À la différence du motif personnel, le motif économique de licenciement fait l'objet d'une définition légale, qui a été complétée par la jurisprudence. Le licenciement ne sera considéré comme fondé que si les éléments de la définition légale sont tous réunis et si le motif économique invoqué par l'employeur est réel et sérieux.
Le contrôle du motif économique de licenciement est un contentieux bien spécifique qui ne doit pas être confondu avec les autres contentieux portant sur les licenciements économiques. Le caractère réel et sérieux des motifs invoqués par l'employeur à l'appui du licenciement économique est apprécié par le conseil de prud'hommes, qui procède à un contrôle en plusieurs étapes.
Le motif économique de licenciement ne doit avoir aucun rapport avec le comportement personnel du salarié ou, plus généralement, avec sa personne. La désignation des salariés concernés se fait par application des critères retenus pour l'ordre des licenciements. Dans certains cas, le motif économique allégué cache en réalité un motif personnel.
Dès lors qu'un licenciement apparaît non fondé sur une cause économique réelle et sérieuse, l'employeur encourt des sanctions, qui varient selon la taille de l'entreprise et l'ancienneté du salarié.
L'hypothèse de difficultés économiques est la plus fréquemment invoquée pour justifier un licenciement économique. Celles-ci doivent être réelles et sérieuses et s'apprécier à la date du licenciement, au niveau de l'entreprise ou du secteur d'activité du groupe auquel l'entreprise appartient.
Expressément citées par la loi, les mutations technologiques peuvent être une cause réelle et sérieuse de licenciement pour motif économique lorsqu'elles conduisent à des suppressions ou à des transformations d'emplois, ou à une modification, refusée par les salariés concernés, de leur contrat de travail.
La réorganisation de l'entreprise peut justifier des licenciements pour motif économique si elle est effectuée pour sauvegarder la compétitivité de l'entreprise et préserver ses emplois. La menace pesant sur la compétitivité peut être actuelle ou à venir. L'essentiel est qu'elle soit réelle et non simplement possible.
Bien qu'elle ne soit pas envisagée par le code du travail, la cessation d'activité de l'entreprise peut constituer un motif économique valable de licenciement à condition qu'elle ne soit pas due à une faute de l'employeur ou à sa légèreté blâmable.
En principe, il y a suppression d'emploi dès lors que le salarié licencié pour motif économique n'est pas remplacé après son départ de l'entreprise par un autre salarié. Ce qui n'implique pas nécessairement la suppression des tâches accomplies par le salarié. La réalité de la suppression s'apprécie dans l'entreprise.

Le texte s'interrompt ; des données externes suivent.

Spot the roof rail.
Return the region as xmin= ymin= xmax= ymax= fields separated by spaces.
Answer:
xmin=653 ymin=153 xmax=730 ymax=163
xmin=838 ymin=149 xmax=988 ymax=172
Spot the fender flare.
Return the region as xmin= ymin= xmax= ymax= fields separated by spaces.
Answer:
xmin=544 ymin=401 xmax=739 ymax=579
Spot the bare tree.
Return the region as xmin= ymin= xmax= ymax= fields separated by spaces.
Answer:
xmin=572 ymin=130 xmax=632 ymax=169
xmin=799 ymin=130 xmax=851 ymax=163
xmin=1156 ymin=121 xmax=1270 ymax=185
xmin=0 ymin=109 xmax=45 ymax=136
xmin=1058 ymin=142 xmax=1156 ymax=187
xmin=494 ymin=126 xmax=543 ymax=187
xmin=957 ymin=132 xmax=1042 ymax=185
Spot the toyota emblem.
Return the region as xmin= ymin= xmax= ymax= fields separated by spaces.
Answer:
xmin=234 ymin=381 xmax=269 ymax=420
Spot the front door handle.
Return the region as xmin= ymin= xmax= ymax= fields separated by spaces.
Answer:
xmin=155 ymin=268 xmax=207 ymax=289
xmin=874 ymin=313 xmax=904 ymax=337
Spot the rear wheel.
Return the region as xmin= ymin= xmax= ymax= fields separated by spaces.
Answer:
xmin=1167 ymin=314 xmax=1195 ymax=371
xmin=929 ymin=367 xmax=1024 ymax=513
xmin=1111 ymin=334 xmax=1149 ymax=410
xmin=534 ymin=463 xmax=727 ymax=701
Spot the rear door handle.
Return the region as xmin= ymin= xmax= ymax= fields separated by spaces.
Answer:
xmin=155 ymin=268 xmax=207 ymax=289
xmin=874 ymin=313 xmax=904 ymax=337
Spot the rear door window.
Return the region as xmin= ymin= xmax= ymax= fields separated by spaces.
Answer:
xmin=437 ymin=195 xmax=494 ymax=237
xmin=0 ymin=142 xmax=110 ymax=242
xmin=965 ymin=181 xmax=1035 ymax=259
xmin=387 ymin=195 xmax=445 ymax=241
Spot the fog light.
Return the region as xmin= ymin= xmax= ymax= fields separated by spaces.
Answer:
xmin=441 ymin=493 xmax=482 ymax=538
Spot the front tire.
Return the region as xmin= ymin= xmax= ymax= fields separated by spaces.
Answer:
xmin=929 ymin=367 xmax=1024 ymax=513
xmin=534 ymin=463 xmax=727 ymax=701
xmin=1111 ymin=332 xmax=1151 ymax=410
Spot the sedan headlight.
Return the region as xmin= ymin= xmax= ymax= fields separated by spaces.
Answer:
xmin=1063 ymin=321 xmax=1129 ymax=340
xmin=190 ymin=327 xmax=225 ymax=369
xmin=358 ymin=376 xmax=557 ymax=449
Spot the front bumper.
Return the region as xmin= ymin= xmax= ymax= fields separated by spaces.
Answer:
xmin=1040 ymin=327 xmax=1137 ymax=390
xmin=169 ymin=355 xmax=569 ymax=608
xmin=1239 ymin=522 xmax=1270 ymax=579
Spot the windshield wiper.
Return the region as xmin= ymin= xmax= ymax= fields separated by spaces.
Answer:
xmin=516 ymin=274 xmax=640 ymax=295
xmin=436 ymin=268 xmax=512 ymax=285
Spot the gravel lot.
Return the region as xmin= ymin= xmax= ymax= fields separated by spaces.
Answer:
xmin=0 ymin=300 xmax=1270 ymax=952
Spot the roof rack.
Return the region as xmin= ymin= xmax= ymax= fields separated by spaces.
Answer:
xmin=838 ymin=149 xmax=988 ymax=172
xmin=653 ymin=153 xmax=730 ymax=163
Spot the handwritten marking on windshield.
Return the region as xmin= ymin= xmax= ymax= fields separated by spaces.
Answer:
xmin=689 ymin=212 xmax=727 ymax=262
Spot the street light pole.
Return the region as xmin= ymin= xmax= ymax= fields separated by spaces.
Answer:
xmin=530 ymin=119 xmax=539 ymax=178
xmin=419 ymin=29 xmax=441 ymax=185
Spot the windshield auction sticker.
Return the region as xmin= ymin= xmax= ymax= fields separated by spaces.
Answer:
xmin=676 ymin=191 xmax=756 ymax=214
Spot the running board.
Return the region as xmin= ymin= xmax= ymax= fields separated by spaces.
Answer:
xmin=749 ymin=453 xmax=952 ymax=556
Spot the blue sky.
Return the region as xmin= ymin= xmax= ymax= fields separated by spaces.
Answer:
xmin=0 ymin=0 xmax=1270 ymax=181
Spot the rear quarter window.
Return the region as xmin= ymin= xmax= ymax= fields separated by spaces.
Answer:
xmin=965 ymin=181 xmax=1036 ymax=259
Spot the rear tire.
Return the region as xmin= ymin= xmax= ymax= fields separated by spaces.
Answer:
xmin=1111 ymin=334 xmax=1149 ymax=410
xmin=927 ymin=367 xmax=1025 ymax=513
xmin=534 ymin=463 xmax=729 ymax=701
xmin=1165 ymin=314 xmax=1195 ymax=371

Un licenciement pour motif économique ne se traduit pas toujours par une simple suppression d'emploi. Il peut également se concrétiser par une transformation d'emploi, conséquence du changement de nature de l'emploi considéré. C'est un cas de figure assez rarement invoqué.
Le licenciement économique peut être fondé sur une modification d'un élément essentiel du contrat de travail refusée par le salarié. Toutefois, pour constituer une cause économique réelle et sérieuse, cette modification doit prendre appui sur des difficultés économiques, des mutations technologiques ou sur une réorganisation de l'entreprise.
Pour faire face à l'accélération des mutations économiques et éviter les restructurations qui en découlent, les entreprises ont la possibilité de mettre en place une gestion prévisionnelle des emplois et des compétences (GPEC). Le but est d'anticiper les écarts entre les besoins et les ressources humaines effectives de l'entreprise.
Lorsque le licenciement est prononcé pour un motif économique, l'employeur est tenu d'énoncer, dans la lettre de licenciement, les raisons économiques du licenciement et leur incidence sur l'emploi ou le contrat de travail du salarié.
Tout salarié licencié pour motif économique, quels que soient son ancienneté, l'effectif de l'entreprise ou le nombre de licenciements, bénéficie d'une priorité de réembauchage pendant un an à compter de la date de rupture de son contrat de travail.